The first time I read The Hitchhiker’s Guide to the Galaxy by Douglas Adams was sometime shortly after eighth grade, a school term during which my best friend and I got in trouble for declining to do our in-class assignments in favor of spending each period for an entire quarter with him describing and explaining to me the contents and details of the first novel in Adams’s multi-book Hitchhiker’s cycle. Shortly thereafter, probably less than a year or two after watching Secrets & Lies, I borrowed from him and read the first five installments in the “increasingly inaccurately named Hitchhiker’s trilogy.” This 2021 rereading of The Hitchhiker’s Guide to the Galaxy, the book that inaugurates the series and was the basis for a lousy 2005 motion picture, was my first time revisiting Adams’s work. I had a fine time. Relatedly, I’ve read both installments in the two-part sequence of memoirs by the brilliant and influential biologist, writer and polemicist Richard Dawkins in which he delineates the contours of his close friendship and mutual fandom with Douglas Adams, who seems to have been an incredibly fun guy to know.
Next I read the 2020 book The War of Return: How Western Indulgence of the Palestinian Dream Has Obstructed the Path to Peace by the Israeli authors Adi Schwartz and Einat Wilf.
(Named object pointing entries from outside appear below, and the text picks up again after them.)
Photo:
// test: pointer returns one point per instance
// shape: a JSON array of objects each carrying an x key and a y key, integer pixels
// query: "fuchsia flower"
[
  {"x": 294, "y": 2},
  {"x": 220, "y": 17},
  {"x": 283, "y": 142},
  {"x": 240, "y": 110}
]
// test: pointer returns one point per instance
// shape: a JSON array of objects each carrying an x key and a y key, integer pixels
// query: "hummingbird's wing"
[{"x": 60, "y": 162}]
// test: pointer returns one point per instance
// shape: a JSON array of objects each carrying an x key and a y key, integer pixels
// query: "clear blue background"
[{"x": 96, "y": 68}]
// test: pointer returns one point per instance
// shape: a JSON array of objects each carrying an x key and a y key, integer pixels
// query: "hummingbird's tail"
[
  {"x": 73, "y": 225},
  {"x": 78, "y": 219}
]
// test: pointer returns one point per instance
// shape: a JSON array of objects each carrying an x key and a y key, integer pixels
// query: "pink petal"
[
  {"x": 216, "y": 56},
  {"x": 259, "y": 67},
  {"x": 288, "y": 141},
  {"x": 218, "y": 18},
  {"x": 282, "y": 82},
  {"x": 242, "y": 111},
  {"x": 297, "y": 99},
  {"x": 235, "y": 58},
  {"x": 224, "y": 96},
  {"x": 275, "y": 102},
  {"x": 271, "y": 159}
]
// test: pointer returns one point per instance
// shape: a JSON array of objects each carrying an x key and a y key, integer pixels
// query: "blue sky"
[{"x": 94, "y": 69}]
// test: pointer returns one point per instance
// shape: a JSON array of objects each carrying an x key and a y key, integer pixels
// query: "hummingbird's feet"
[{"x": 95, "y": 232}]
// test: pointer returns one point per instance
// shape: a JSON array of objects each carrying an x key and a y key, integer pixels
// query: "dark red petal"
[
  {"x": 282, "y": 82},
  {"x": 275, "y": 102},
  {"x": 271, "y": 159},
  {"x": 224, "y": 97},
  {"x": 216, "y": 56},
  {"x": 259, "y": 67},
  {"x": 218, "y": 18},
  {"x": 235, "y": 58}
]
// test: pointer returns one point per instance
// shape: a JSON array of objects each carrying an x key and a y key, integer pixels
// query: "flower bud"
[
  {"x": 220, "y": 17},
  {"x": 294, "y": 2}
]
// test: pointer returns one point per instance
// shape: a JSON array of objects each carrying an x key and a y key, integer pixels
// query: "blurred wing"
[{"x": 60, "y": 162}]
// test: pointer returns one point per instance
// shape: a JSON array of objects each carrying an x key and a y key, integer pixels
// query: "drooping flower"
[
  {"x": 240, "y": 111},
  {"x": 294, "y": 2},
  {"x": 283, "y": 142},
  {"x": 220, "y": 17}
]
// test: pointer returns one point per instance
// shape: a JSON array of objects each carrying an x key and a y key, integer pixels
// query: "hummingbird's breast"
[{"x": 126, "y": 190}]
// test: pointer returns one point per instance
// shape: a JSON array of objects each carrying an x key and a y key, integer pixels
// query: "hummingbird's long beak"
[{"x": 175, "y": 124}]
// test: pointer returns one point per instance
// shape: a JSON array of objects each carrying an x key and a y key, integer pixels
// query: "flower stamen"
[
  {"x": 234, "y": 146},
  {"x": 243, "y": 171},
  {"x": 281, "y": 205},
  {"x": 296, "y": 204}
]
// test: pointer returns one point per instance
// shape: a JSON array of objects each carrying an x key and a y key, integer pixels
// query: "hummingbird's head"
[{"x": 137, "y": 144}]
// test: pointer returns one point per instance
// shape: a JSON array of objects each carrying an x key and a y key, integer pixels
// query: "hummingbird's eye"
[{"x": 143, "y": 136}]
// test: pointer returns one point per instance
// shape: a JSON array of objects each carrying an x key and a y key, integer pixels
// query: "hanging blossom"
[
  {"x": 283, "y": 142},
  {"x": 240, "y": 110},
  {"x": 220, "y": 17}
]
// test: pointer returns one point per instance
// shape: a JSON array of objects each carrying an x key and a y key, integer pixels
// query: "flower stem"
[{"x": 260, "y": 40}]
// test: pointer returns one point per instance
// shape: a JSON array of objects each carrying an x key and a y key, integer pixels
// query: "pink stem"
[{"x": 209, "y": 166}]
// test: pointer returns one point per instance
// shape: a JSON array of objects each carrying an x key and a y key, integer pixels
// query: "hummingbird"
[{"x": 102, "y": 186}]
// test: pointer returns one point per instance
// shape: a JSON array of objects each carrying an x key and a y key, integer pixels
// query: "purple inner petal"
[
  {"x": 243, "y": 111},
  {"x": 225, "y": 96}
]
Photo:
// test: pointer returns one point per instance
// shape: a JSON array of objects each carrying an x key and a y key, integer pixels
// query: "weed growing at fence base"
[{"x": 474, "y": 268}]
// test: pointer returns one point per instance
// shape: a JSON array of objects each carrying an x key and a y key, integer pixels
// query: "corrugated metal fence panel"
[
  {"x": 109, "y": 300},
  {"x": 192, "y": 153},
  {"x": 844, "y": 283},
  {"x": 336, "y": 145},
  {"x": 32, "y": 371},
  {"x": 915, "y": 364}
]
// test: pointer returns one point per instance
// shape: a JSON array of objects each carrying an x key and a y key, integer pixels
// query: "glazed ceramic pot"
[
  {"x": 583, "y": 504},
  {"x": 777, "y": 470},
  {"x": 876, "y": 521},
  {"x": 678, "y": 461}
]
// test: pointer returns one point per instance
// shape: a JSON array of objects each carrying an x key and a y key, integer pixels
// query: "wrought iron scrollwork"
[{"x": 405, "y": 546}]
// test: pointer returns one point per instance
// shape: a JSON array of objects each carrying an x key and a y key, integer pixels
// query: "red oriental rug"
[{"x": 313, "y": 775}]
As they outline in the book’s opening paragraphs, Schwartz and Wilf “both come from the political left in Israel” and “have been very strong proponents of the two-state solution” who “became increasingly baffled as repeated efforts at reaching an agreement between Israelis and Palestinians kept failing, even though the proposals presented to the Palestinians were in line with what they said they were seeking.” Schwartz and Wilf document their scores of scholarly sources with extensive endnotes and write with sufficient elegance, clarity and sophistication to treat the grim urgency of their subject matter with the seriousness and even-handedness that it demands.
After finishing the copy of The War of Return that I got from the public library, I found in a Little Free Library A Spy Among Friends: Kim Philby and the Great Betrayal by Ben Macintyre, a 2014 book I didn’t know existed on a topic that has been of long-standing fascination to me ever since a mentor and university writing teacher exposed me to the 2003 BBC television drama Cambridge Spies. In the subsequent years I read Kim Philby’s own memoir about his espionage career, written after his defection to the USSR and published basically as a piece of Soviet propaganda, as well as a biography of Philby by Phillip Knightley and an ambitious piece of science fiction and speculative historical fiction by Tim Powers called Declare in which Philby appears as a character of significance who is much more sinister and important even than the real Philby is known to have been. Macintyre’s well-researched and accessible account of the Philby affair, “a display of brutal English politeness, civilized and lethal,” is the most engaging of any Philby-related book I’ve read. Macintyre’s writing is wry, sprightly and forceful and his book gives the broadest and most informative overview of Philby’s character and of how he grew from an English lad from the right sort of family into a committed communist idealogue to an ingeniously clever and sure-footed double-agent and finally to a disgraced, depressed, traitorous defector. Like Schwartz and Wilf’s book, Macintyre’s A Spy Among Friends reminds me that there are few things as engaging and rewarding as a brilliantly-written non-fiction book about a fascinating subject. If you are interested in either subject or simply admire good research and writing, The War of Return and A Spy Among Friends are both well worth your time.